Nothing worth doing is ever easy. That may be a cliché, but it is so very true. Becoming a Performance-Based Contracting™ company is NOT an easy thing to do. If it was, everyone would be doing it, right? And yet there are many HVAC contractors who have successfully implemented the performance concepts into their business cultures, their service mindset, and the work they provide customers.

During the 2018 National Comfort Institute (NCI) Summit in Austin, TX, we gathered together a panel of six of these contractors to share their struggles with implementing performance into their companies and how they overcame them. Facilitated by NCI CEO and Chairman Dominick Guarino, panelists interacted with the attendee audience to create a dynamic program of sharing on not only how to overcome the hurdles to implementing performance, but their success stories as well.

The panelists included the following Performance-Based contractors:

  • Jim Ball, Ball Heating & Air, Biloxi, MS
  • Tom Johnson, TM Johnson Bros, Cambridge MN
  • Nancy McKeraghan, Canco Climatecare, New Market, ON
  • Jose Montes, Kennihan Plumbing, Heating & AC, Valencia PA
  • Kevin Walsh, Schaafsma Heating and Cooling, Grand Rapids, MI
  • Paul Wieboldt, Tradewinds, AP, Waco, TX.

The comments and discussion have been divided into eight sections (not necessarily in the order they were delivered) to organize this in a more useful way for our readers. The sections are as follows:

  1. Getting Started in Performance
  2. Moving Forward
  3. Processes
  4. Technology Concerns
  5. Training
  6. Recruitment
  7. Keeping Score
  8. Promotion and Marketing.

So, without further ado, here is the discussion on how these contractors overcame hurdles and achieved success in implementing Performance-Based Contracting™ into their companies.

Getting Started in Performance

It is always difficult to get started. The high-performance path is a big one and sometimes the hardest part is taking that first, little step to get started.

Q: Jonathan Esquivel from Austin Star Services, Austin, TX asks, “I am a first-generation owner/operator struggling with doing everything to keep my company running. I want to start implementing performance, but just don’t have the time. How can I get people who can help me move into that next step of running a business – working on it, not actually in it.”

A: Jim Ball: Even though I am the second generation doesn’t mean I wasn’t around to see the struggles the first generation went through.
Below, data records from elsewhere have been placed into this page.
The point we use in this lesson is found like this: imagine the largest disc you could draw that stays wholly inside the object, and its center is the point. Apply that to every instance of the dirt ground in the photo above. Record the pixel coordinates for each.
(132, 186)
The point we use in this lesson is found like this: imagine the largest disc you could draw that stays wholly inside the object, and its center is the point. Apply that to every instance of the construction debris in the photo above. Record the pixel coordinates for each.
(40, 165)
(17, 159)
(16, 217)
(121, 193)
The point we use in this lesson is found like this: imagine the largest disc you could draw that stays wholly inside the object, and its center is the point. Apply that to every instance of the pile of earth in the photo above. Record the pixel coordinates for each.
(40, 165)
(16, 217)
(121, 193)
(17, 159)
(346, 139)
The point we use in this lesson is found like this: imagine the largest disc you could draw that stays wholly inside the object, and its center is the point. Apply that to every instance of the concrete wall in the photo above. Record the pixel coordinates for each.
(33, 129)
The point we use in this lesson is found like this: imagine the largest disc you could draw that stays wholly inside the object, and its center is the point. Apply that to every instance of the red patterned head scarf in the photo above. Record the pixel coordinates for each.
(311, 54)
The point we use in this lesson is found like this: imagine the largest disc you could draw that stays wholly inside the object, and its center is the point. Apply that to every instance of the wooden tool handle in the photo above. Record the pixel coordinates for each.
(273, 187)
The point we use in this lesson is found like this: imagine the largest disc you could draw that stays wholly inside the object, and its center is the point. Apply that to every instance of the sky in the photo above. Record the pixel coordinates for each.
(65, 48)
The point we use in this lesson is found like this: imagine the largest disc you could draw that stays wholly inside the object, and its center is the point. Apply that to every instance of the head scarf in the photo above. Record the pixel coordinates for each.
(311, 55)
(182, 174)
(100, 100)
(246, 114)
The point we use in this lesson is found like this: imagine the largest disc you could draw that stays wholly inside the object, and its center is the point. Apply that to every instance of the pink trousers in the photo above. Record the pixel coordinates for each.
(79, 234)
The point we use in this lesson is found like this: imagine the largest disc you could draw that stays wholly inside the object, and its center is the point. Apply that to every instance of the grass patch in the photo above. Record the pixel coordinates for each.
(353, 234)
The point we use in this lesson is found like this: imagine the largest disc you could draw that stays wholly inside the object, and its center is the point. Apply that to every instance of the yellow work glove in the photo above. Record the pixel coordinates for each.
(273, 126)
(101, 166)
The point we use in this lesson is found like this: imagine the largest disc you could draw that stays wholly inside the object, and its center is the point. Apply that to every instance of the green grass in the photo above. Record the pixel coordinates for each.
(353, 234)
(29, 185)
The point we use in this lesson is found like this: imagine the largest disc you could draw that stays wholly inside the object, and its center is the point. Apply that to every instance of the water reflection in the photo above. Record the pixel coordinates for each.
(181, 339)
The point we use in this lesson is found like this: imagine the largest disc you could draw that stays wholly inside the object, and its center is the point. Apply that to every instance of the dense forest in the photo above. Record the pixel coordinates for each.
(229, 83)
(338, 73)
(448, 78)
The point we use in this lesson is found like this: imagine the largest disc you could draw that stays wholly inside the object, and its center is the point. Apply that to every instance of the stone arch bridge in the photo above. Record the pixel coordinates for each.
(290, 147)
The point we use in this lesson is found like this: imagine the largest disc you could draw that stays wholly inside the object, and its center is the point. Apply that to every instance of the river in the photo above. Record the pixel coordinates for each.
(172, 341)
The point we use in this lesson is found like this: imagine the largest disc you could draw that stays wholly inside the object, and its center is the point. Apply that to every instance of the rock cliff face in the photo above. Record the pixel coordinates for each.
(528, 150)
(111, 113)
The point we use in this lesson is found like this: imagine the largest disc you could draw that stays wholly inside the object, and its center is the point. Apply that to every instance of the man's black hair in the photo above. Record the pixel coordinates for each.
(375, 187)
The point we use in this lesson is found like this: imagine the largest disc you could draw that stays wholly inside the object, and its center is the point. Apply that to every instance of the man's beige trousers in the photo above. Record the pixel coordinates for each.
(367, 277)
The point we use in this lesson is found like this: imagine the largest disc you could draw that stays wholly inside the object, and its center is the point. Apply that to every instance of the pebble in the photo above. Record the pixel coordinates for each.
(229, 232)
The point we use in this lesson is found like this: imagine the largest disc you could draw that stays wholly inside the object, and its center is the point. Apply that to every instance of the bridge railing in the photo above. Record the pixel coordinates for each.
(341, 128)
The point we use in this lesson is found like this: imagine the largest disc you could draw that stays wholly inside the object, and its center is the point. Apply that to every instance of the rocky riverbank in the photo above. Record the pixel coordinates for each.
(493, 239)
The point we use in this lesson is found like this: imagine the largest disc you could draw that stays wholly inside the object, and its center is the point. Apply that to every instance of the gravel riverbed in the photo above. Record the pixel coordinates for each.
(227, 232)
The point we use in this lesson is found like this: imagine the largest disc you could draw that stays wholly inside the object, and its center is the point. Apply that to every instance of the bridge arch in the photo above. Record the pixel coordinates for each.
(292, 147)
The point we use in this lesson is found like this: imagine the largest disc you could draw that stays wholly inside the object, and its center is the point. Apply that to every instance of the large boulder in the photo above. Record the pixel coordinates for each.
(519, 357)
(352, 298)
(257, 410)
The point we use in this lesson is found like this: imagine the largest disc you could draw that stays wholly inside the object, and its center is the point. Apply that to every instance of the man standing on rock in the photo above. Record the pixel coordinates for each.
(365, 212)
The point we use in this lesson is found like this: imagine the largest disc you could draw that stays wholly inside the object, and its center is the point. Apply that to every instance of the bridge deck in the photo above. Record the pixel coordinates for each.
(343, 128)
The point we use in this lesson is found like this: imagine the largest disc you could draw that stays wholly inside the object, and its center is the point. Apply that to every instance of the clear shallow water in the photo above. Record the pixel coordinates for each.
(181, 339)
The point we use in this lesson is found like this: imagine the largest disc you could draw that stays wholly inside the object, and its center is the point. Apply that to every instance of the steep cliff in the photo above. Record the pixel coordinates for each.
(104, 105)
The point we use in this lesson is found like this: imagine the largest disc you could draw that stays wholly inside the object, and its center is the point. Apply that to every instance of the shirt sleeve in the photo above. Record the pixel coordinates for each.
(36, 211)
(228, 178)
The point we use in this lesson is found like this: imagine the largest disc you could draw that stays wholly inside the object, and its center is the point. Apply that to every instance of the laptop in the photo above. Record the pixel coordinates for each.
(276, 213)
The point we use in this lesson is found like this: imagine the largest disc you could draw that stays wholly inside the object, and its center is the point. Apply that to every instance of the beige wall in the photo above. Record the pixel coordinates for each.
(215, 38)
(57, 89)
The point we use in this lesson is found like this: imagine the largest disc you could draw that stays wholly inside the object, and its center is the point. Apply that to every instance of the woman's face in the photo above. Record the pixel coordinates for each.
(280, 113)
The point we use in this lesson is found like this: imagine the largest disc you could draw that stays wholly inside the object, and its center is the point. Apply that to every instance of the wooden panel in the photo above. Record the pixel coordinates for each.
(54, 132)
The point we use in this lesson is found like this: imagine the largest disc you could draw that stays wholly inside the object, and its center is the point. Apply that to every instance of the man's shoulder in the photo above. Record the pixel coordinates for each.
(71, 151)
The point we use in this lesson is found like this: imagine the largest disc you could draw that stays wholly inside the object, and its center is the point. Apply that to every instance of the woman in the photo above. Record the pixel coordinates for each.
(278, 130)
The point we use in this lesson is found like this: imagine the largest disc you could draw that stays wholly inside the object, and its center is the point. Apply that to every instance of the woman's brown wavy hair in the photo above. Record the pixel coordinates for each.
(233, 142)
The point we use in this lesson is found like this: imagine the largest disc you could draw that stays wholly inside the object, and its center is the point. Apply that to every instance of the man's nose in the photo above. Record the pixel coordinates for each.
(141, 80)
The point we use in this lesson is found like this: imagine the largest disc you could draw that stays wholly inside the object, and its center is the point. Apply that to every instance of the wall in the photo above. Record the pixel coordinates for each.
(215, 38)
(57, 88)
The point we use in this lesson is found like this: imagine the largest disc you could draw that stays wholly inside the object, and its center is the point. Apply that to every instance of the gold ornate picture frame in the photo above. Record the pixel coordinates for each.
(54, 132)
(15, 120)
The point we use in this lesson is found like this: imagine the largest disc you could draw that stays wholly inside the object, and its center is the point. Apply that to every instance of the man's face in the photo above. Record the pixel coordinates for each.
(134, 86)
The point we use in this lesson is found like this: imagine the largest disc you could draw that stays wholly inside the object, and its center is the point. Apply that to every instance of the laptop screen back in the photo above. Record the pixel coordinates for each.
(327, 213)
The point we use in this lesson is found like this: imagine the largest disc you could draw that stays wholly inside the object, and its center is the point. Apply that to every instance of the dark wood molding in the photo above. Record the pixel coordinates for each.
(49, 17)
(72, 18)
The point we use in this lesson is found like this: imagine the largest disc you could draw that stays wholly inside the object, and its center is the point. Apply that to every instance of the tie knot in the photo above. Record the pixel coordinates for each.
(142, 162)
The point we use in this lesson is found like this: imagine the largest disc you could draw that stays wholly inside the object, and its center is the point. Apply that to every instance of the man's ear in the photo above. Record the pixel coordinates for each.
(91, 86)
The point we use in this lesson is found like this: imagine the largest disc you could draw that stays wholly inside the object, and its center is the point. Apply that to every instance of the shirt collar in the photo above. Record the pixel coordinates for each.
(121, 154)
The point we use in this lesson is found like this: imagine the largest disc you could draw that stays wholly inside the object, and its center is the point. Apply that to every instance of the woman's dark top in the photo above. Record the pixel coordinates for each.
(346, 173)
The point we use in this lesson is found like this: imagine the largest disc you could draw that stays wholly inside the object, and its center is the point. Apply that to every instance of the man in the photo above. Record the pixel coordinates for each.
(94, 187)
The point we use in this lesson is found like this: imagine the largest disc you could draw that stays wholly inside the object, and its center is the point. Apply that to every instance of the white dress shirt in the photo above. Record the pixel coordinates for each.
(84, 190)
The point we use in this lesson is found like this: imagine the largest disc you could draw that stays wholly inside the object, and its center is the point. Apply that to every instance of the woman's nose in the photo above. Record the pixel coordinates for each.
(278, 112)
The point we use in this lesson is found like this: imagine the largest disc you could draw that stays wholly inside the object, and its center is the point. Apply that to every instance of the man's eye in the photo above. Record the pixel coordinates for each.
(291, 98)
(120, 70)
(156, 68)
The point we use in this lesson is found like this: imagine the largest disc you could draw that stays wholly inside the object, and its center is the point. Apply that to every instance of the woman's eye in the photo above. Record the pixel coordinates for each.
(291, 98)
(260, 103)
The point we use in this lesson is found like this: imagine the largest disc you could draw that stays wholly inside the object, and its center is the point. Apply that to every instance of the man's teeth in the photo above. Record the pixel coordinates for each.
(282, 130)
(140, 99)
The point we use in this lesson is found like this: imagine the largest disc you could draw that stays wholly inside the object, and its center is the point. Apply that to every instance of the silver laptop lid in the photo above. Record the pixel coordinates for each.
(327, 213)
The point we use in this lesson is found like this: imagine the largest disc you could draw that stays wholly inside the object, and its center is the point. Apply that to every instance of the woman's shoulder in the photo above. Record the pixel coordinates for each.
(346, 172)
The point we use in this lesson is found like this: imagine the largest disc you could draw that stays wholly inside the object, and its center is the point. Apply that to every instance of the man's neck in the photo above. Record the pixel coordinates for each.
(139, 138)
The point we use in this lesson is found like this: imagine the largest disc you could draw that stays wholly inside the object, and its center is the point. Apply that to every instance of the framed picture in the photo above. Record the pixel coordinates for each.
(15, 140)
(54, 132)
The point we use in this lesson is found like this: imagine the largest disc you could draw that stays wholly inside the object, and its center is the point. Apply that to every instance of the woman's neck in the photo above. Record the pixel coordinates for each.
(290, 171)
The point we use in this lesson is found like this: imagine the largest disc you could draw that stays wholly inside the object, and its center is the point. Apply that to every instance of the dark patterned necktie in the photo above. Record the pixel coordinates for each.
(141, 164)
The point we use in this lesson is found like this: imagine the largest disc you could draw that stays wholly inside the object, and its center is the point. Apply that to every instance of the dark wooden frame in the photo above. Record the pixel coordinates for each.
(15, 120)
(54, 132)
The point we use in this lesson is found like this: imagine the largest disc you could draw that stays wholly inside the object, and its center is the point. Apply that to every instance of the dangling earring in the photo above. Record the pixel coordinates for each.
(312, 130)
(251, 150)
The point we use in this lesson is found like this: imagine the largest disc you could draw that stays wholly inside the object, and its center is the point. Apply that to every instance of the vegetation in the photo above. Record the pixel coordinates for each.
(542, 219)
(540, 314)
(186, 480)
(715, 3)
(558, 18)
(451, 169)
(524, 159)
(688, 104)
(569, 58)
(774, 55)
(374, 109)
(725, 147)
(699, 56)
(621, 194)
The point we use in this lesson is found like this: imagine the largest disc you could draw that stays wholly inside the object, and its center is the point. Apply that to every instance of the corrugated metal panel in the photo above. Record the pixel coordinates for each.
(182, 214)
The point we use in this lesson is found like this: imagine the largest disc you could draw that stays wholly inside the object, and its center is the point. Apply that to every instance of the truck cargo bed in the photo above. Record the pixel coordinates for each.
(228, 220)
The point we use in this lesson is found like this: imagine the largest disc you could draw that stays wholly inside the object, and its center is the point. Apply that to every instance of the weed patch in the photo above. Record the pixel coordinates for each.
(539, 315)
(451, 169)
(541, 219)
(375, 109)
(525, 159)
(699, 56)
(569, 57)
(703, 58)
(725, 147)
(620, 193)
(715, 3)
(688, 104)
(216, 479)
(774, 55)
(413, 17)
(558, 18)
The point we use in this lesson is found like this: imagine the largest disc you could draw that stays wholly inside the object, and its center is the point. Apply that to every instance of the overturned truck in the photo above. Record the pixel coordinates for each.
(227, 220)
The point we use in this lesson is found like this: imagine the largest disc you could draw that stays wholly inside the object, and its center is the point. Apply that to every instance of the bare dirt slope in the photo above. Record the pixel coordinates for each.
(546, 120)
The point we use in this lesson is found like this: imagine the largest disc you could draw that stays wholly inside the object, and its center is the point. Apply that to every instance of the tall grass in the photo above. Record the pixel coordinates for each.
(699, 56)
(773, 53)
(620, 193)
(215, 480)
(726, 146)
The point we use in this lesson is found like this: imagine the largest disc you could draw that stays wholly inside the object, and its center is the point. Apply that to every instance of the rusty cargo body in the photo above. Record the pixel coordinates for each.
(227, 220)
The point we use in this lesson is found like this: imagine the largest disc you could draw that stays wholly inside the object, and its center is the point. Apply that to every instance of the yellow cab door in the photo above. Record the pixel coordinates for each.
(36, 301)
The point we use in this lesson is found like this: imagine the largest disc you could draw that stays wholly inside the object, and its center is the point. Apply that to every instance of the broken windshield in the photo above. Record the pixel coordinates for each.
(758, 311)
My dad started the business in 1964 and I was born in 1969. During the 1970s Dad was on the phone every night when he got home from work. He’d be on that phone all night long talking to builders, trying to collect money, and more.

Finally, in the 1980s, we realized that new construction wasn’t going to cut it for us. He made a decision and committed fully to going into the
residential replacement and service business at a time when we were almost out of money and out of business.

You have to make your mind up and do everything you can to remain committed to the result you want. Not only about what markets you serve, but how you serve them. It won’t be easy.
We have the opportunity to change people’s lives every day. It’s a privilege that’s been bestowed upon us and we often take it for granted. Not only in terms of customers but also with regard to those who work with us.

It’s our job to help move those people forward. Let them see what our goals are. To do this requires effective communication of those goals every day.

Mike Greany, All Pro Plumbing, Heating, Air, & Electrical, Ontario, CA: I gree with what Jim says.

I started my business by myself as an owner/operator and its only technician. I ran it successfully for 10 years.

Part of that was because I belonged to associations with similar business interests and that had people there to help me. At the end of the day, I sold that business for a profit and took a bigger path with the company I work for today.

In my opinion, the best thing you can do is join an association like THIS association. NCI members have already faced the struggles you’re facing. You can call anyone in this group for advice and help.